How to tackle the rot in the lobbying system

The lobbying rules in the UK are not fit for purpose — how can we fix them?

The barrage of revelations from the David Cameron Greensill scandal has highlighted the complete inadequacy of the current lobbying rules. We spoke to campaigners in order to explore how to fix the system.

Here are some suggestions:

Bring in a new lobbying register to replace the ‘unfit for purpose’ one currently in use

Introduced by Cameron’s government in 2015 in the wake of a series of lobbying scandals, the register of lobbyists only captures a tiny fraction of lobbying activity. Triggered only after a minister or permanent secretary is contacted, the register only records the name of the lobbyist and their client, but not who in government they are contacting or what they are lobbying for.

Campaigners are calling for a complete revamp of the Lobbying act, to make that information required by law the way it is in the US, Canada, Ireland and Scotland.

Senior Research Manager at Transparency International UK Steve Goodrich said: “The Greensill saga highlights deep flaws in the UK’s approach to disclosing political access and potential influence. What happens in Westminster remains woefully opaque because neither the statutory lobbying register nor departmental disclosures do what they are supposed to do – show who is trying to influence government, when, how and for what purpose. “

A spokesperson from Transparency International added that over 90% of lobbying activity in the UK is not recorded because the register only applies to consultant lobbyists, rather than those who work in-house.

Executive Director of Spotlight on Corruption Susan Hawley said: “It would be a major failure of political will if the government’s response to this scandal was some minor tweaks to the Lobbying Act. We really need a root and branch reform of the way standards in public life are regulated in the UK to reestablish trust in politicians.

“We need a complete revamp of the Lobbying Act – something the Public Relations and Communications Association has described as ‘unfit for purpose.’”

Tighten the transparency rules for ministers to compel them to report lobbying contracts

Director of Unlock Democracy Tom Brake wants to see ministers publicly reporting every lobbying contract, whether it’s in person, via phone, text and in ‘private’ meetings over a pint. While ministers are currently obliged to disclose face-face-to face meetings in quarterly transparency reports, Brake would like those reports to be monthly and with much greater detail.

The former MP is also calling for independent enforcement of the Ministerial code, rather than relying on the PM to take action.

Brake said: “Each revelation makes the case for cleaning up the lobbying swamp even stronger.  The time has come to put an end to the cosy relationship that exists between ministers and their erstwhile political colleagues.” 

Set up an independent body to vet civil servants also working in the private sector

While not calling for a total ban on civil servants taking on second jobs, Brake suggested that each such role, whether paid or unpaid, should be vetted by an independent body. If that body finds a potential conflict of interest, the civil servant should be required to give up the role.

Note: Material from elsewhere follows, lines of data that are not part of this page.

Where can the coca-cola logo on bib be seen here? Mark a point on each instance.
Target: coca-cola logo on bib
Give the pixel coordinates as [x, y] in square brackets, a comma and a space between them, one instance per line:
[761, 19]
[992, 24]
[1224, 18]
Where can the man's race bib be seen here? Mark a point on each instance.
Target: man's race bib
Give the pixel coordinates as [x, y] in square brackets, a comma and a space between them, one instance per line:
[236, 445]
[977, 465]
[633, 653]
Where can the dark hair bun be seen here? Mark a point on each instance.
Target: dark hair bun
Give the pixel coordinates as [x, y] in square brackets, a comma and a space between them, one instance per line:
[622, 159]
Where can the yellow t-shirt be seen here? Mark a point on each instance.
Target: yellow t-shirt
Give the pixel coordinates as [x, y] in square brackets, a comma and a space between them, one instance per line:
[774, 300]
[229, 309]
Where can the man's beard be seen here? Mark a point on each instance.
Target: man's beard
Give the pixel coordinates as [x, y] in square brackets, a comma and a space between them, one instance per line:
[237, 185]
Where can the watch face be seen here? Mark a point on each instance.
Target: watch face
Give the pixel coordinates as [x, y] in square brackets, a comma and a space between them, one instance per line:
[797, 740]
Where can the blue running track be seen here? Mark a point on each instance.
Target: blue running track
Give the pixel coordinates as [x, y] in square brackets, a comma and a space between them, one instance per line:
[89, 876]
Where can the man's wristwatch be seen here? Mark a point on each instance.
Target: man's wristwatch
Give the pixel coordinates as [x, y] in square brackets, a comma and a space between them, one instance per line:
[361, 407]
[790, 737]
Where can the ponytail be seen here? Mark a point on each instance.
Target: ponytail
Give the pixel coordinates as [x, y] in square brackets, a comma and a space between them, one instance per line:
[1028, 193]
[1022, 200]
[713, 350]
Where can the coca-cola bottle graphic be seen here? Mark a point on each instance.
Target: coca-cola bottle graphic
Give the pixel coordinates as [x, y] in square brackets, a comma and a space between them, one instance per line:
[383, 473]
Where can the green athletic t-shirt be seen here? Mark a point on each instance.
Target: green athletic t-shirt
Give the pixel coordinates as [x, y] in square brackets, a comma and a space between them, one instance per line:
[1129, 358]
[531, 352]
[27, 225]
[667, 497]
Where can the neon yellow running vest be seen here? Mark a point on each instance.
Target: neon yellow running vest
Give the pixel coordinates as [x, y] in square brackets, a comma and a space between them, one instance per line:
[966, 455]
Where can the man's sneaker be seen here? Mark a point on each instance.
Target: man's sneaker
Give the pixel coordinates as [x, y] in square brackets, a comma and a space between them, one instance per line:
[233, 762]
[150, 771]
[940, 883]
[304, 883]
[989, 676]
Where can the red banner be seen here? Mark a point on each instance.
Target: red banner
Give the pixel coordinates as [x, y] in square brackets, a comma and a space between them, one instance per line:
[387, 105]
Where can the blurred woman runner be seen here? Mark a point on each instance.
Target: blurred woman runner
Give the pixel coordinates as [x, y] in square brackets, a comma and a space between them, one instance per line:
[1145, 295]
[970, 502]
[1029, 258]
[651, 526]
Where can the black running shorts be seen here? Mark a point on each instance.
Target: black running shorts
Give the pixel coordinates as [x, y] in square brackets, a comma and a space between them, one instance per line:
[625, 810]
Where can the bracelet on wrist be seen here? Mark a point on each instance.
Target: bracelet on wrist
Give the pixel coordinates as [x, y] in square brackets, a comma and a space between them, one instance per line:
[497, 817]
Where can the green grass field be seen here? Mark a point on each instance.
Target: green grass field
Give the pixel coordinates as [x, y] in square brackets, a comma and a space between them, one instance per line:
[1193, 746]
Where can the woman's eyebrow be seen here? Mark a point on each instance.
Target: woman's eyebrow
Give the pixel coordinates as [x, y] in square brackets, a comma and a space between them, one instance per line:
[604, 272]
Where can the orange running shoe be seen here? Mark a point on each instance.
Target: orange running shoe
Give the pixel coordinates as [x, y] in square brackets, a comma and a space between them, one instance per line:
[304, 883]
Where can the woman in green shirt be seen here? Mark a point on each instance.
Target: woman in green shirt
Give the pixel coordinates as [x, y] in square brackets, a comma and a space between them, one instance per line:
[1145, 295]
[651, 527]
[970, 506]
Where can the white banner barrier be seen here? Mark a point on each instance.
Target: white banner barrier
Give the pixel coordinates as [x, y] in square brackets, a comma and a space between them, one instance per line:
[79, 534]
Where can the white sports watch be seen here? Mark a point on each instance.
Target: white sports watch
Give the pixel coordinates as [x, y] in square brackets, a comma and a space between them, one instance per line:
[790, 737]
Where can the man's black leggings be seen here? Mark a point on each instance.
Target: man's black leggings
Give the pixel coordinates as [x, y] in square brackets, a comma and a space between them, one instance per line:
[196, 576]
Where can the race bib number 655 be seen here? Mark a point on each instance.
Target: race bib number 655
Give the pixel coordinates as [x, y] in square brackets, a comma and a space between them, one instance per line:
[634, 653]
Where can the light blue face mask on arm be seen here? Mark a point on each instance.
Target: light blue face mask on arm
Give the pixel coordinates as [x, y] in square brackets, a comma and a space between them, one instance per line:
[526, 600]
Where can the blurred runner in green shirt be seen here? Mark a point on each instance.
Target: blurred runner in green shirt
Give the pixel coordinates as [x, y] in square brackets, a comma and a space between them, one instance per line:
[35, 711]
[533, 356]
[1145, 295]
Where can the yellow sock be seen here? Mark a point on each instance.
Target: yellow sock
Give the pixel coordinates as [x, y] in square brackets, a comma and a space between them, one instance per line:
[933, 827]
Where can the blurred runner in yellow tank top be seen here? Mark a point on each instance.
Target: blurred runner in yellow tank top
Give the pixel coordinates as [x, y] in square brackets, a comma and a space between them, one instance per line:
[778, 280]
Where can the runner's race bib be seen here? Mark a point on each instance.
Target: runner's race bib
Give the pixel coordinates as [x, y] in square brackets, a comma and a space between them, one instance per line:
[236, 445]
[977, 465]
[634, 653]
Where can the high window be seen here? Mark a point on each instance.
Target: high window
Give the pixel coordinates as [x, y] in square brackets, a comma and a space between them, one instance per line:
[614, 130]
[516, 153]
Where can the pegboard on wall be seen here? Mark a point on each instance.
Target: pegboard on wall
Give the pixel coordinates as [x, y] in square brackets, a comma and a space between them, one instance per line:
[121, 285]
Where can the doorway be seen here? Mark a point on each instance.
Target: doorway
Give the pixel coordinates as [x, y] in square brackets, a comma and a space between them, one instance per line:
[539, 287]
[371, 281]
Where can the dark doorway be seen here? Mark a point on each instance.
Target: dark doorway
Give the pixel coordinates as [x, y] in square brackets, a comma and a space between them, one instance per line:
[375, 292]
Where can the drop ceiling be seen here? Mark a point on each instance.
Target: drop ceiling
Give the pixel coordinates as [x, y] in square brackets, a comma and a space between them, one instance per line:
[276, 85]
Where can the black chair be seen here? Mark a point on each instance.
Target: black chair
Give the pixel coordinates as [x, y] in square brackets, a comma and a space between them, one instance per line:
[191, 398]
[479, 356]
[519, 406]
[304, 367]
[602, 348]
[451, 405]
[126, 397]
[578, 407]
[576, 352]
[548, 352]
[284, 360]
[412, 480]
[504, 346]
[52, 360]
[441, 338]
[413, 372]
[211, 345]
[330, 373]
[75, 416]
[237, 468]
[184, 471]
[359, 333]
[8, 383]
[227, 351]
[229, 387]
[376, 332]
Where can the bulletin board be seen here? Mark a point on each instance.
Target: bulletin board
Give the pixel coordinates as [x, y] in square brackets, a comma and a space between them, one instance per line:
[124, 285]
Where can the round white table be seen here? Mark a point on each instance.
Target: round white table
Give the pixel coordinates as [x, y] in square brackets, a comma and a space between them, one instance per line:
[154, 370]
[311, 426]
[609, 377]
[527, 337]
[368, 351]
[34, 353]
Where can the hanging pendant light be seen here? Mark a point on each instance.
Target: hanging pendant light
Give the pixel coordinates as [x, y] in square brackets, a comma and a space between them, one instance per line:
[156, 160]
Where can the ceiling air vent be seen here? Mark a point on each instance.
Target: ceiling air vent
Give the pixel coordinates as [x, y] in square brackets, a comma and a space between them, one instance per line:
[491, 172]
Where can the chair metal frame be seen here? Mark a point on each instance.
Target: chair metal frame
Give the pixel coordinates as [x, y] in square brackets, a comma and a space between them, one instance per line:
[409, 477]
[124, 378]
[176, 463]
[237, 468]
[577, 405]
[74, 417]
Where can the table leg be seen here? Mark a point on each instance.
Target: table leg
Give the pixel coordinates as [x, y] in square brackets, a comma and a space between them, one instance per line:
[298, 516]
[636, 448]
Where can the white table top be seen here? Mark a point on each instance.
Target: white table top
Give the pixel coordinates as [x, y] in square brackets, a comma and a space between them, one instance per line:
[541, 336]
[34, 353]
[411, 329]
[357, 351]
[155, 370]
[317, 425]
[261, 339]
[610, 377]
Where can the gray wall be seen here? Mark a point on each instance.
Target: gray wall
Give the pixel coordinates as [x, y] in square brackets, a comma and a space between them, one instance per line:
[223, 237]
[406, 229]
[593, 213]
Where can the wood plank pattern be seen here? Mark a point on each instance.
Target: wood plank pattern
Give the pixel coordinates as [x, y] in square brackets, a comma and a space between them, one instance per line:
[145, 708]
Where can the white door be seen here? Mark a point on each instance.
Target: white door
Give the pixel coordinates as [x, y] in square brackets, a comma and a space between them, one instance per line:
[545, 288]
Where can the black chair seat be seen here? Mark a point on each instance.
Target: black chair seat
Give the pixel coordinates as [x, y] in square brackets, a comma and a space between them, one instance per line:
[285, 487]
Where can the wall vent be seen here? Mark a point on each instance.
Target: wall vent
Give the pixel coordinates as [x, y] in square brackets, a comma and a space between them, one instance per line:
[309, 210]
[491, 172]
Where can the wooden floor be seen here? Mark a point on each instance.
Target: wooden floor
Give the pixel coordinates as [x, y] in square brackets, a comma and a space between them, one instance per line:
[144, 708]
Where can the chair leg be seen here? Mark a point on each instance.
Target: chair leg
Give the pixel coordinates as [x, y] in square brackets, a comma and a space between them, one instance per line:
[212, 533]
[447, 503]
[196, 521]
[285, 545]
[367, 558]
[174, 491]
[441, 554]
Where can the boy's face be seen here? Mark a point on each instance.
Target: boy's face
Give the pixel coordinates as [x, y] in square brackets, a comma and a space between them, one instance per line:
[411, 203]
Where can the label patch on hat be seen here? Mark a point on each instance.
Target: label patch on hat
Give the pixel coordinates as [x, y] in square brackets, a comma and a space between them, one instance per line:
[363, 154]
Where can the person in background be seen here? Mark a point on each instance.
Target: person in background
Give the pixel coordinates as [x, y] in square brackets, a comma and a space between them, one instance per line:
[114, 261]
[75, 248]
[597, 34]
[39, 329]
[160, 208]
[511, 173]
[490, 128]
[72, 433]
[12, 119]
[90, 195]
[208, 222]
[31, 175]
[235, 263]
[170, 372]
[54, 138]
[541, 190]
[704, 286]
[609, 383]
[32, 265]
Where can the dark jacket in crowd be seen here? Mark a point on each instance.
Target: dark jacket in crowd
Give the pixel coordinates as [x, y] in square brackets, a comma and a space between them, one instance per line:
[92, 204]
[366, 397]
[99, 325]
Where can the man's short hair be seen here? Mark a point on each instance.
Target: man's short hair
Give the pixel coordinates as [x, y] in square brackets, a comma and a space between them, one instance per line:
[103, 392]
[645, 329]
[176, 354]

Replace the toothless Advisory Committee on Business Appointments (ACOBA) with a body with the powers to do its job

ACOBA, which is responsible for regulating the post-public employment of ministers and senior civil servants, can currently only offer advice and has no power to sanction those who do not follow it.

Goodrich, of Transparency International, stressed that the current system had very little control on the movement of ministers through the ‘revolving door’ between the public and private sector.

He added: “As long as the oversight body, ACOBA, is merely advisory and the cooling-off period for former ministers limited to only two years after leaving office, scandals will continue to hit the headlines. Effective regulation of our politicians’ post-public employment requires tougher rules set by a body with real teeth.” 

Unlock Democracy’s Brake also called for the ACOBA’s decisions to be enforceable, and said it should be headed by an independent chair. In addition, the period before ministers can lobby on behalf of others should be extended from two to five years.

It remains to be seen whether the government implements any meaningful reforms to the lobbying rules. But after suggestions that only a few ‘tweaks’ are necessary, it looks like any changes will be cosmetic at best.